A lot of people tend to be weary of eating nuts due to their fat content, but Scientists who studied 84,000 women for 16 years found that those who ate a tablespoon of peanut butter or ¼ cup of any nuts at least five times a week had 20 to 30 percent less chance of developing diabetes than those who rarely consumed either. (Men should receive the same benefit, researchers say).
Whether you like to crunch on walnuts, pistachios, or almonds or spread nut butters on whole grain bread, you’re in luck. “Peanuts and some nuts share a similar nutritional makeup, so the diabetes-fighting benefits should be similar for all of them, “says Frank Hu, M.D., Ph.D., a Harvard university nutrition researcher.
So how do nuts help to stave off diabetes?
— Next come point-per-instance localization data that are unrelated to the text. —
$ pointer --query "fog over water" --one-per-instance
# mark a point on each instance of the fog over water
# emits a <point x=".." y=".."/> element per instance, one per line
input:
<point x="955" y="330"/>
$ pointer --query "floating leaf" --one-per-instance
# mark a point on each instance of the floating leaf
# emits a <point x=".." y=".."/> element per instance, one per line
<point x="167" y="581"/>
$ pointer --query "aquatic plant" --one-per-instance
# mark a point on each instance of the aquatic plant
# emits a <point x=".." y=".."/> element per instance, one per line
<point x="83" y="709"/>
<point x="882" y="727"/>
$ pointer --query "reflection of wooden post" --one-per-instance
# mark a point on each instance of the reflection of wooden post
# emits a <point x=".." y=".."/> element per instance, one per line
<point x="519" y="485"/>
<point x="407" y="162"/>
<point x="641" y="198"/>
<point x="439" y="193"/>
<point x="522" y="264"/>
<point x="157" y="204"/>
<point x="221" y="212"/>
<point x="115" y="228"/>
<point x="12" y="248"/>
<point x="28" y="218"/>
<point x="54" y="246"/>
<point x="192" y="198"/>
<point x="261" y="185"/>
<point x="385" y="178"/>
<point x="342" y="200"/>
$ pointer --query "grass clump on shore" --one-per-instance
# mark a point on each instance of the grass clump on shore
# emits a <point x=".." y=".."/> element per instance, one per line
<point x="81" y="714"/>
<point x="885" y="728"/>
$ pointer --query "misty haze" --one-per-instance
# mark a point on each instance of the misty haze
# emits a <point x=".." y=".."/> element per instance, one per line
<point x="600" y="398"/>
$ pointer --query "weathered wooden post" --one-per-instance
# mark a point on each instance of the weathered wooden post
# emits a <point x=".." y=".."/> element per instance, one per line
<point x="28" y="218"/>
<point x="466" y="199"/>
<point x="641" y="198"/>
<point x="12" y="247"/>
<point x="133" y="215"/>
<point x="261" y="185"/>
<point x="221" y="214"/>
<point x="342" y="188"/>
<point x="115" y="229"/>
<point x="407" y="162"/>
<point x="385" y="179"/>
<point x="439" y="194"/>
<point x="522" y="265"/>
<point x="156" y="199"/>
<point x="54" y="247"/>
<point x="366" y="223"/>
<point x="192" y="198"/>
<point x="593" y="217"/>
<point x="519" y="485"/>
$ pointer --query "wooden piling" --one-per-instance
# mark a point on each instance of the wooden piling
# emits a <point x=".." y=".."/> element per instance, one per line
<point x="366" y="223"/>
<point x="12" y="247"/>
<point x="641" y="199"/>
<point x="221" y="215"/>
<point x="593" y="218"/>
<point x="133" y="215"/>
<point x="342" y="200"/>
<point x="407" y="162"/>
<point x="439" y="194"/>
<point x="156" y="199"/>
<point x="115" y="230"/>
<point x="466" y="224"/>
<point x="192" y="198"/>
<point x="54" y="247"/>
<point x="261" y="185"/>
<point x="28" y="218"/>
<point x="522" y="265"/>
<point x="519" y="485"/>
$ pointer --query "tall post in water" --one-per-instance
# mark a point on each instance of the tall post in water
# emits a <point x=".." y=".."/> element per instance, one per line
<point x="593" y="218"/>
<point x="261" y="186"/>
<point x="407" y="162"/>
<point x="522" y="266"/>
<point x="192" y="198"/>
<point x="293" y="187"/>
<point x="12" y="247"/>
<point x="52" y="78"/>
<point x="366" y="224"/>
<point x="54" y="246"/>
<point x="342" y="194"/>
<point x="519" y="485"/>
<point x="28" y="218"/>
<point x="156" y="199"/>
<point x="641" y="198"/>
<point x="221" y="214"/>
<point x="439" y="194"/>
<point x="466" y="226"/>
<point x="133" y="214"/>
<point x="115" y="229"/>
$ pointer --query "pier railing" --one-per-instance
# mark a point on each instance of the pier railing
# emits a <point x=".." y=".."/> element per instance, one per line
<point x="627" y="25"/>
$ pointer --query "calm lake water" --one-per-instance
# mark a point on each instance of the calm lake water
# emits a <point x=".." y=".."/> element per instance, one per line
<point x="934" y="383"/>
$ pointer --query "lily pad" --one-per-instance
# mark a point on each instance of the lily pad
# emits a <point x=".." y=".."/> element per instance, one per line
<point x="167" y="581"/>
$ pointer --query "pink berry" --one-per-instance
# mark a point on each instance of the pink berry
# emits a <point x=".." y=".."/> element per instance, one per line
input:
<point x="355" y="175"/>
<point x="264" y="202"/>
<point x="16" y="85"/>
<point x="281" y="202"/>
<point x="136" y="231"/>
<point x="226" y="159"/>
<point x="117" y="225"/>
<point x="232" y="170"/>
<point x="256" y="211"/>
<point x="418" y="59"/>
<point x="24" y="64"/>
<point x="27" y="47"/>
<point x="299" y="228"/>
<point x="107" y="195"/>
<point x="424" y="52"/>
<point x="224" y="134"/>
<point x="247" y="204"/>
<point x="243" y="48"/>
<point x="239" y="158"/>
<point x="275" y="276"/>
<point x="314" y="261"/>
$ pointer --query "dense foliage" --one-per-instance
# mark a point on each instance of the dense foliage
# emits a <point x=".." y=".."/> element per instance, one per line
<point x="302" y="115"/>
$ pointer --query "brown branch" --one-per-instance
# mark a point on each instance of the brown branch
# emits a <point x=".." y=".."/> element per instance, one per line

Researchers think that their monounsaturated fats may build healthier “skin” around each of your body’s cells, creating more efficient doorways for blood sugar to enter. Nuts’ fiber and magnesium seem to help your body manage insulin levels. Other components-vitamins, minerals, antioxidants, and plant proteins-may pitch in for healthy blood sugar and insulin regulation.
Still, you’ll need to enjoy this healthy but high-calorie food in moderation. Each tablespoon of peanut butter packs around 95 calories each ounce of nuts, 165 calories. Eat them with abandon, and you could gain 10 pounds or more. Weight control, along with exercise, is one of the most important things you can do to avoid diabetes, says Dr. Hu.
The best way to let nuts and nut butters work for you – is to substitute them for equal amounts of calories from refined carbohydrates, like white bread, which can increase your diabetes risk. That way, you will double your benefit.